For the weekly Wednesday Forum held on February 10, 2010, a schedule originally arranged for Prof. Mark Woodward, Mr. Roy Allan B. Tolentino, an ICRS student, discussed the “Levinasian Ethics and Interreligious Dialogue” instead. Mr. Ali Amin, MA, acted as moderator. Mr. Tolentino talked about the works of Emmanuel Levinas (1906-1995) which poses as a challenge to traditional ethical systems, in its radical reorientation of subjectivity. The presentation aimed to introduce Levinas and show his ethics that can inform inter-religious dialogue.

Roy divided his presentation into three sections, the first was about the short introduction about ethical theory, the second section was about the biographical sketch of Emanuel Levinas and the third was about the criticism toward Levinas’ thought in seeing interreligious dialogue. In the biography of Levinas and his thought, Mr. Tolentino explained that Emanuel Levinas was a traditional Jewish who was very intellectual. He began his philosophical studies with French Philosopher Maurice Blanchot and his study on Phenomenology under Edmund Husserl. In Germany, he met Martin Heidegger.
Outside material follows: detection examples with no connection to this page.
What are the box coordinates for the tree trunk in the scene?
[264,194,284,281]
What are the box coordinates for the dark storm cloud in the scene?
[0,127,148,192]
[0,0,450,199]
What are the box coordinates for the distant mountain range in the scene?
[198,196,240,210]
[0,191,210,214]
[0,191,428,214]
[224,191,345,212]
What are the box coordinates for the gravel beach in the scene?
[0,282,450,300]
Levinas became one of the very first French intellectuals who drew attention to Heidegger and Husserl. However, Levinas came to regret his enthusiasm for Heidegger because of the latter’s affinity to the Nazis.

Levinas thought that people’s responsibility for the others was already rooted within human subjective constitution. He argued that everyone would readily agree that it is of the highest importance to know whether humans are not duped with morality. Levinas maintained that subjectivity was formed in and through our subjected-ness to the other. By doing so, his effort was not to move away from traditional attempts to locate the others within our subjectivity. It means that human’s responsibility toward others was not a derivative feature of individual subjectivity, instead an obligation that finds our subjective being-in-the-world by giving it a meaningful direction and orientation.
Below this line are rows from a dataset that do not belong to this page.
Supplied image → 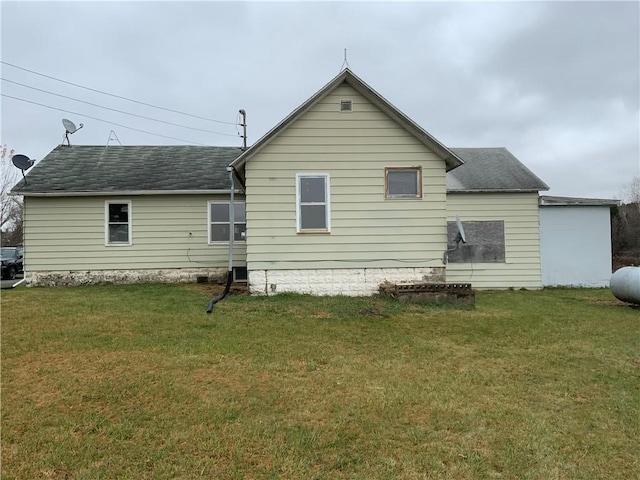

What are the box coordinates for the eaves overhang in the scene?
[230,69,464,186]
[10,189,243,197]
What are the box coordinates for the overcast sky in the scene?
[0,1,640,198]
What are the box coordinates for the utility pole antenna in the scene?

Under Mr. Tolentino’s presentation, he gave the impression that philosophy is not difficult, lofty and esoteric, since he can clearly elucidate Levina’s thought about ethics in interreligious dialogue.
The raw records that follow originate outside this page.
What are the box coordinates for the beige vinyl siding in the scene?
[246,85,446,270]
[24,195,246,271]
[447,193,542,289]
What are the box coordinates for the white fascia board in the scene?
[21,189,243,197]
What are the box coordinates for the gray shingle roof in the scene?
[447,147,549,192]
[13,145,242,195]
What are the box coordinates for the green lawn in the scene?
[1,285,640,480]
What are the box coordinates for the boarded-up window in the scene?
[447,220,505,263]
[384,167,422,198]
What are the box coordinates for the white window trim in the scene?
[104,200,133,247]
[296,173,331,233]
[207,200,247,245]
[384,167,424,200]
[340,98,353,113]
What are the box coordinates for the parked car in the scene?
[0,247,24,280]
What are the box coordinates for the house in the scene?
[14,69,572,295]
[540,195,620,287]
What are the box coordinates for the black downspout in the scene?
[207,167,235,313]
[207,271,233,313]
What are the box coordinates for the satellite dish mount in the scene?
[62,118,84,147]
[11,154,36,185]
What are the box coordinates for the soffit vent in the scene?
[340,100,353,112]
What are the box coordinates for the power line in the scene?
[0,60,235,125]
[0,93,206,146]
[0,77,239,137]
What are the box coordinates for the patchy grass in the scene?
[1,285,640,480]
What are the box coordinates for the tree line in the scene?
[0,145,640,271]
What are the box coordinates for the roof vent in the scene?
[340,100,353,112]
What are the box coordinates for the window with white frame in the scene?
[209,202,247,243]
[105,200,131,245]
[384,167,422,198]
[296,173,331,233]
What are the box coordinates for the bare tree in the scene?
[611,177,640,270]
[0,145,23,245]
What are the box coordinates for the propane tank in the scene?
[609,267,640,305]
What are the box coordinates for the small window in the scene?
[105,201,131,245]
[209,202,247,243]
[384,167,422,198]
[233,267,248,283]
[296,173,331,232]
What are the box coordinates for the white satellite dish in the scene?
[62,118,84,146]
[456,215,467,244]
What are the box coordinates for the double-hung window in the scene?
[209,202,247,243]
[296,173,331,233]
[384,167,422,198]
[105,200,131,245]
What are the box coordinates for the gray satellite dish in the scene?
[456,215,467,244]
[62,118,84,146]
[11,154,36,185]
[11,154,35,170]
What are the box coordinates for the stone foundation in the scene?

A lot of questions were addressed to Mr. Tolentino, especially the one when he was asked about how Levina dealt the contestation between individual subjectivity with collectivism in doing interreligious dialogue. What became the sensor and meaning of value in determining the truth in interreligious dialogue, and many other questions and inputs that were responded well by Mr. Tolentino.

Mr. Roy Allan B. Tolentino, or simply called Roy, is Filipino who is presently studying at ICRS as a PhD student. The Wednesday forum ended at 2:30 in the afternoon. The audience gave Mr. Tolentino a warm round of applause for his presentation. The paper he presented is a part of his dissertation research that discusses about Emanuel Levinas’ thought on interreligious dialogue.